We have trained the model on balanced data.

Part 2.3 g- Print evaluation metrics and clearly share differences observed¶

In [80]:
y_pred_proba_bal = model_bal.predict_proba(x_test_bal)[:, 1]
fpr, tpr, thresholds = roc_curve(y_test_bal, y_pred_proba_bal)
auc_score_bal = auc(fpr, tpr)


print("Performance metrics after data balance:")
precision_bal = precision_score(y_test_bal, pred_y_bal)
print("Precision:", precision_bal)
recall_bal = recall_score(y_test_bal, pred_y_bal)
print("Recall:", recall_bal)
f1_bal = f1_score(y_test_bal, pred_y_bal)
print("F1-Score:", f1_bal)
roc_auc_bal = roc_auc_score(y_test_bal, pred_y_bal)
print("ROC AUC Score:", roc_auc_bal)
print("Area under the curve: ", auc_score_bal)
accuracy_bal = accuracy_score(y_test_bal, pred_y_bal)
print("Accuracy:", accuracy_bal, '\n')

# Changes in performance metrics with respect to base model
precision_change_bal = (precision_bal - prec) * 100
recall_change_bal = (recall_bal - rec)  * 100
f1_change_bal = (f1_bal - f1_log) * 100
roc_auc_change_bal = (roc_auc_bal - roc_auc) * 100
auc_change = (auc_score_bal - auc_score) * 100
accuracy_change_bal = (accuracy_bal - acc)  * 100
# Print the changes in performance
print("Change in Performance metrics:")
print(f"Precision: +{precision_change_bal:.1f}%","Improvement")
print(f"Recall: +{recall_change_bal:.1f}%","Improvement")
print(f"F1-Score: +{f1_change_bal:.1f}%","Improvement")
print(f"ROC AUC Score: +{roc_auc_change_bal:.1f}%","Improvement")
print(f"Area under curve: {auc_change:.1f}%")
print(f"Accuracy: {accuracy_change_bal:.1f}%","\n")

print("Confusion Matrix:")
cm_bal=metrics.confusion_matrix(y_test_bal, pred_y_bal, labels=[1, 0])
df_cm = pd.DataFrame(cm_bal, index = [i for i in ["1","0"]],
                  columns = [i for i in ["Predicted 1","Predicted 0"]])
plt.figure(figsize = (7,5))
sns.heatmap(df_cm, annot=True, fmt='g', cmap='magma');
print()
Performance metrics after data balance:
Precision: 0.8425849212924607
Recall: 0.8944591029023746
F1-Score: 0.8677474402730375
ROC AUC Score: 0.8618746547755358
Area under the curve:  0.9157498216093327
Accuracy: 0.8622222222222222 

Change in Performance metrics:
Precision: +12.2% Improvement
Recall: +32.2% Improvement
F1-Score: +23.0% Improvement
ROC AUC Score: +8.7% Improvement
Area under curve: -2.4%
Accuracy: -7.7% 

Confusion Matrix:

Based on the observations from comparing the performance metrics of the base model and the model trained on balanced data are as follows:

  1. Precision: The precision of the model significantly improved after balancing the data.
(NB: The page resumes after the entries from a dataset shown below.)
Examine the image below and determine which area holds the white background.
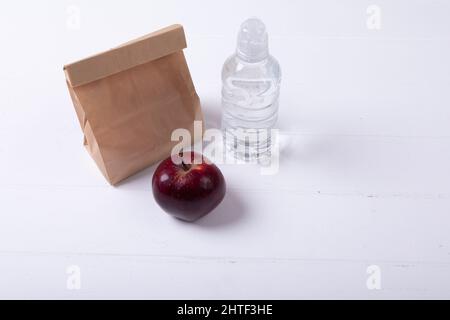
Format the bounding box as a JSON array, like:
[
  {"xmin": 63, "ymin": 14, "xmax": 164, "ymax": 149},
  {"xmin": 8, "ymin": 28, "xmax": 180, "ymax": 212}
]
[{"xmin": 0, "ymin": 0, "xmax": 450, "ymax": 299}]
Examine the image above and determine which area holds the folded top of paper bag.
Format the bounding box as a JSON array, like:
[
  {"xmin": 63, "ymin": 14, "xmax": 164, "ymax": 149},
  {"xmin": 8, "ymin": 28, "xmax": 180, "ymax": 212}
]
[{"xmin": 64, "ymin": 24, "xmax": 186, "ymax": 87}]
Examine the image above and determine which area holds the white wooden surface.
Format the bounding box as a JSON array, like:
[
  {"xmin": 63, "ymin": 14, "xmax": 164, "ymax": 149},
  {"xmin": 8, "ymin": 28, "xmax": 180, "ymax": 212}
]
[{"xmin": 0, "ymin": 0, "xmax": 450, "ymax": 299}]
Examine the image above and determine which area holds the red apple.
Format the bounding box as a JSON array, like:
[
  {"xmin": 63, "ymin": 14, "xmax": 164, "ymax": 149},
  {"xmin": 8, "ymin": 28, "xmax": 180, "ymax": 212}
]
[{"xmin": 152, "ymin": 152, "xmax": 226, "ymax": 222}]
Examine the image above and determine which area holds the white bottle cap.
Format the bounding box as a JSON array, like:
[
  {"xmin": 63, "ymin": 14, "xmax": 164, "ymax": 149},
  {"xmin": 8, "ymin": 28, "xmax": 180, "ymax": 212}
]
[{"xmin": 237, "ymin": 18, "xmax": 269, "ymax": 62}]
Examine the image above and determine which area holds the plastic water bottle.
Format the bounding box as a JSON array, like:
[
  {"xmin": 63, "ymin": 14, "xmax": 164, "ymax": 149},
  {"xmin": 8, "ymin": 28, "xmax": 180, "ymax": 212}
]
[{"xmin": 222, "ymin": 18, "xmax": 281, "ymax": 161}]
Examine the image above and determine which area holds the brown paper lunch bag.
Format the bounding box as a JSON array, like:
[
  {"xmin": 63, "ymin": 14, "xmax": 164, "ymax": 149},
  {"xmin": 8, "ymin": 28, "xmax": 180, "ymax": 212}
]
[{"xmin": 64, "ymin": 25, "xmax": 203, "ymax": 185}]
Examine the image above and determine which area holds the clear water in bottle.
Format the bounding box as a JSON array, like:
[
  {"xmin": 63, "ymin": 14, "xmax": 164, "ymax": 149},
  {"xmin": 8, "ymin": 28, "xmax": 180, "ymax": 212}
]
[{"xmin": 222, "ymin": 18, "xmax": 281, "ymax": 161}]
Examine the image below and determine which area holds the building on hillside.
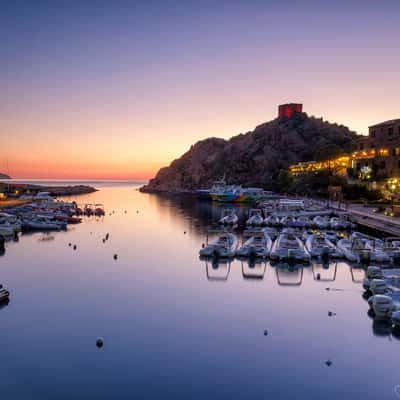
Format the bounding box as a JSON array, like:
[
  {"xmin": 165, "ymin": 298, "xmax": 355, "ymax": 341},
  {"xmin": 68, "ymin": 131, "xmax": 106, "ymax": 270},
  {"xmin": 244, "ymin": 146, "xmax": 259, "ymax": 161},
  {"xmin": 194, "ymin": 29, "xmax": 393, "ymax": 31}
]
[
  {"xmin": 351, "ymin": 119, "xmax": 400, "ymax": 179},
  {"xmin": 289, "ymin": 156, "xmax": 351, "ymax": 177},
  {"xmin": 278, "ymin": 103, "xmax": 303, "ymax": 118}
]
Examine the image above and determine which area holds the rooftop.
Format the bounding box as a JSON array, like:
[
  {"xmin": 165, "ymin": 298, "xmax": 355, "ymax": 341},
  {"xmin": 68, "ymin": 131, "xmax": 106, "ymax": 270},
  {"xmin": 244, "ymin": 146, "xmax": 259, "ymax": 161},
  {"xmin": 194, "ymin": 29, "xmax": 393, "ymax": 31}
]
[{"xmin": 369, "ymin": 118, "xmax": 400, "ymax": 128}]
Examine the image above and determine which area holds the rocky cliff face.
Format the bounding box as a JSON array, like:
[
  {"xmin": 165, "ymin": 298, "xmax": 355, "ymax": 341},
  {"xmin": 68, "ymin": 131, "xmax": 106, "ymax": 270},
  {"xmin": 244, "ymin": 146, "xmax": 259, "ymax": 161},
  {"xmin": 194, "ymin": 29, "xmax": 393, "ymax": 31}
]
[{"xmin": 143, "ymin": 113, "xmax": 357, "ymax": 192}]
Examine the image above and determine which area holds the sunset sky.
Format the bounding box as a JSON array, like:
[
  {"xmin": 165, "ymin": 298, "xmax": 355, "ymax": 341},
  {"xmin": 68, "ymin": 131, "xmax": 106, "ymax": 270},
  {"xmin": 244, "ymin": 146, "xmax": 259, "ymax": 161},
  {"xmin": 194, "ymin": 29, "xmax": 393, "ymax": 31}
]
[{"xmin": 0, "ymin": 0, "xmax": 400, "ymax": 179}]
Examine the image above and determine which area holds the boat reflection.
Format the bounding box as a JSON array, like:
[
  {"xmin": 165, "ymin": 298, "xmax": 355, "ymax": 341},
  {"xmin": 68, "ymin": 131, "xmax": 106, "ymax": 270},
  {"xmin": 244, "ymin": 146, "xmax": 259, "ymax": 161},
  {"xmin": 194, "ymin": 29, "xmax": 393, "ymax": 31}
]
[
  {"xmin": 204, "ymin": 258, "xmax": 232, "ymax": 282},
  {"xmin": 274, "ymin": 263, "xmax": 304, "ymax": 287},
  {"xmin": 311, "ymin": 262, "xmax": 338, "ymax": 282},
  {"xmin": 350, "ymin": 265, "xmax": 365, "ymax": 283},
  {"xmin": 242, "ymin": 258, "xmax": 267, "ymax": 280}
]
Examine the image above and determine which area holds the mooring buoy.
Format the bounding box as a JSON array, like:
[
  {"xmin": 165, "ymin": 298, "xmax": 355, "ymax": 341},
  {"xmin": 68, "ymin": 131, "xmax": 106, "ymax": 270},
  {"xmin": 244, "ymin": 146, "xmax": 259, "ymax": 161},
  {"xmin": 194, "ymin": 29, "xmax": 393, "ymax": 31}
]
[{"xmin": 96, "ymin": 337, "xmax": 104, "ymax": 349}]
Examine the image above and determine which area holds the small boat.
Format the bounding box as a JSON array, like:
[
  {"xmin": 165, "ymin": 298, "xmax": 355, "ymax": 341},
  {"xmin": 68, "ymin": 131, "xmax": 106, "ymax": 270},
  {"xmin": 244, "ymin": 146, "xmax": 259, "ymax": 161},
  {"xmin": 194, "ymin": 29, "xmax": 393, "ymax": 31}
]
[
  {"xmin": 199, "ymin": 232, "xmax": 238, "ymax": 258},
  {"xmin": 219, "ymin": 209, "xmax": 239, "ymax": 225},
  {"xmin": 368, "ymin": 294, "xmax": 396, "ymax": 318},
  {"xmin": 337, "ymin": 238, "xmax": 360, "ymax": 262},
  {"xmin": 270, "ymin": 232, "xmax": 311, "ymax": 263},
  {"xmin": 329, "ymin": 217, "xmax": 348, "ymax": 230},
  {"xmin": 265, "ymin": 215, "xmax": 282, "ymax": 227},
  {"xmin": 281, "ymin": 215, "xmax": 297, "ymax": 228},
  {"xmin": 236, "ymin": 229, "xmax": 272, "ymax": 258},
  {"xmin": 324, "ymin": 231, "xmax": 340, "ymax": 244},
  {"xmin": 306, "ymin": 234, "xmax": 343, "ymax": 259},
  {"xmin": 392, "ymin": 311, "xmax": 400, "ymax": 328},
  {"xmin": 313, "ymin": 215, "xmax": 330, "ymax": 229},
  {"xmin": 296, "ymin": 215, "xmax": 311, "ymax": 228},
  {"xmin": 0, "ymin": 285, "xmax": 10, "ymax": 303},
  {"xmin": 246, "ymin": 209, "xmax": 264, "ymax": 226}
]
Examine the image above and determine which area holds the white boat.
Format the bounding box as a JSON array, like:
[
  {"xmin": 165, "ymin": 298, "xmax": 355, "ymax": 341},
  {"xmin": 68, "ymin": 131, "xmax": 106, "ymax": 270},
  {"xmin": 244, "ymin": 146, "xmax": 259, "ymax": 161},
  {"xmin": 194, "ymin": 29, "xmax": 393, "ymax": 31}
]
[
  {"xmin": 296, "ymin": 215, "xmax": 311, "ymax": 228},
  {"xmin": 281, "ymin": 215, "xmax": 297, "ymax": 228},
  {"xmin": 246, "ymin": 209, "xmax": 264, "ymax": 226},
  {"xmin": 265, "ymin": 215, "xmax": 282, "ymax": 227},
  {"xmin": 313, "ymin": 215, "xmax": 330, "ymax": 229},
  {"xmin": 337, "ymin": 238, "xmax": 360, "ymax": 262},
  {"xmin": 329, "ymin": 217, "xmax": 347, "ymax": 230},
  {"xmin": 368, "ymin": 294, "xmax": 397, "ymax": 318},
  {"xmin": 392, "ymin": 311, "xmax": 400, "ymax": 328},
  {"xmin": 199, "ymin": 232, "xmax": 238, "ymax": 258},
  {"xmin": 337, "ymin": 237, "xmax": 390, "ymax": 263},
  {"xmin": 306, "ymin": 234, "xmax": 343, "ymax": 258},
  {"xmin": 219, "ymin": 209, "xmax": 239, "ymax": 225},
  {"xmin": 270, "ymin": 232, "xmax": 311, "ymax": 263},
  {"xmin": 0, "ymin": 285, "xmax": 10, "ymax": 302},
  {"xmin": 236, "ymin": 229, "xmax": 272, "ymax": 258},
  {"xmin": 369, "ymin": 279, "xmax": 388, "ymax": 294},
  {"xmin": 0, "ymin": 225, "xmax": 15, "ymax": 237}
]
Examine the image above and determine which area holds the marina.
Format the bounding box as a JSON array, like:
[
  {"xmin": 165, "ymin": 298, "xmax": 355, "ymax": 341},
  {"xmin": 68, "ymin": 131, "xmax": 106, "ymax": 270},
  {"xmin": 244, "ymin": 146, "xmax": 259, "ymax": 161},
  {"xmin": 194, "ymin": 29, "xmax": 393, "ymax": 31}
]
[{"xmin": 0, "ymin": 183, "xmax": 399, "ymax": 399}]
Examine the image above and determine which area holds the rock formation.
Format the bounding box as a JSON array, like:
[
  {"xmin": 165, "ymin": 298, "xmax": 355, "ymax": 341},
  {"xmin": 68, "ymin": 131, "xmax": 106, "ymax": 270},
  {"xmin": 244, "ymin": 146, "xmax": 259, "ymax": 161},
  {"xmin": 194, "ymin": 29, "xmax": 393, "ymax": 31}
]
[{"xmin": 142, "ymin": 113, "xmax": 357, "ymax": 193}]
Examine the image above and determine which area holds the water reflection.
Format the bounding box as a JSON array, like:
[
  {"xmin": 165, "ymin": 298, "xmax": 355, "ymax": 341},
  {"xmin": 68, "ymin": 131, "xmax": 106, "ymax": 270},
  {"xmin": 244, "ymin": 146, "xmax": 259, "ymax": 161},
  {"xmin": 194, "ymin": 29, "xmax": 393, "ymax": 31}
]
[
  {"xmin": 241, "ymin": 259, "xmax": 267, "ymax": 280},
  {"xmin": 204, "ymin": 258, "xmax": 232, "ymax": 282},
  {"xmin": 311, "ymin": 262, "xmax": 338, "ymax": 282}
]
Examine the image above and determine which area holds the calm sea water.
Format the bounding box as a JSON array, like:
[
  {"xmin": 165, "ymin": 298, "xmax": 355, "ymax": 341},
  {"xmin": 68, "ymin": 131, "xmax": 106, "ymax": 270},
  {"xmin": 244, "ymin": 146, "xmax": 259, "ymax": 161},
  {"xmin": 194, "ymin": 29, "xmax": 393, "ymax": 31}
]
[{"xmin": 0, "ymin": 182, "xmax": 400, "ymax": 400}]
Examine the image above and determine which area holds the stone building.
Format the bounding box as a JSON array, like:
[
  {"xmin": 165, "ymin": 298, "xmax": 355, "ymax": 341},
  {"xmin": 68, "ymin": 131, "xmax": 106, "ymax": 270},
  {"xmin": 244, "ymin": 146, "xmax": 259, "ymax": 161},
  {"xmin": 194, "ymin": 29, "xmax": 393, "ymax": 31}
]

This indicates that the model trained on balanced data has a higher ability to correctly identify the positive class (LoanOnCard = 1) compared to the base model.
  2. Recall: The recall of the model also improved after balancing the data. This suggests that the model trained on balanced data has a higher ability to correctly capture the positive class instances, reducing the number of false negatives compared to the base model.
  3. F1-Score: The F1-score, which considers both precision and recall, also shows improvement after balancing the data. This indicates that the overall performance of the model in terms of both precision and recall is better when trained on balanced data.
  4. ROC AUC Score: The ROC AUC score provides an overall measure of the model's ability to discriminate between the positive and negative classes. The improved ROC AUC score after balancing the data suggests that the model trained on balanced data has a better ability to distinguish between the two classes compared to the base model.
  5. Area under the curve (AUC): The AUC is a measure of the overall performance of the model in distinguishing between the positive and negative classes. The AUC value decreased after balancing the data, indicating a slight decrease in the model's discriminatory power. However, it is still relatively high in both cases, indicating good performance.
  6. Accuracy: The accuracy of the model trained on balanced data is lower compared to the base model. This is expected because the base model was trained on imbalanced data where the majority class (LoanOnCard = 0) was dominant. However, accuracy alone may not be the best metric to evaluate the model's performance when dealing with imbalanced data.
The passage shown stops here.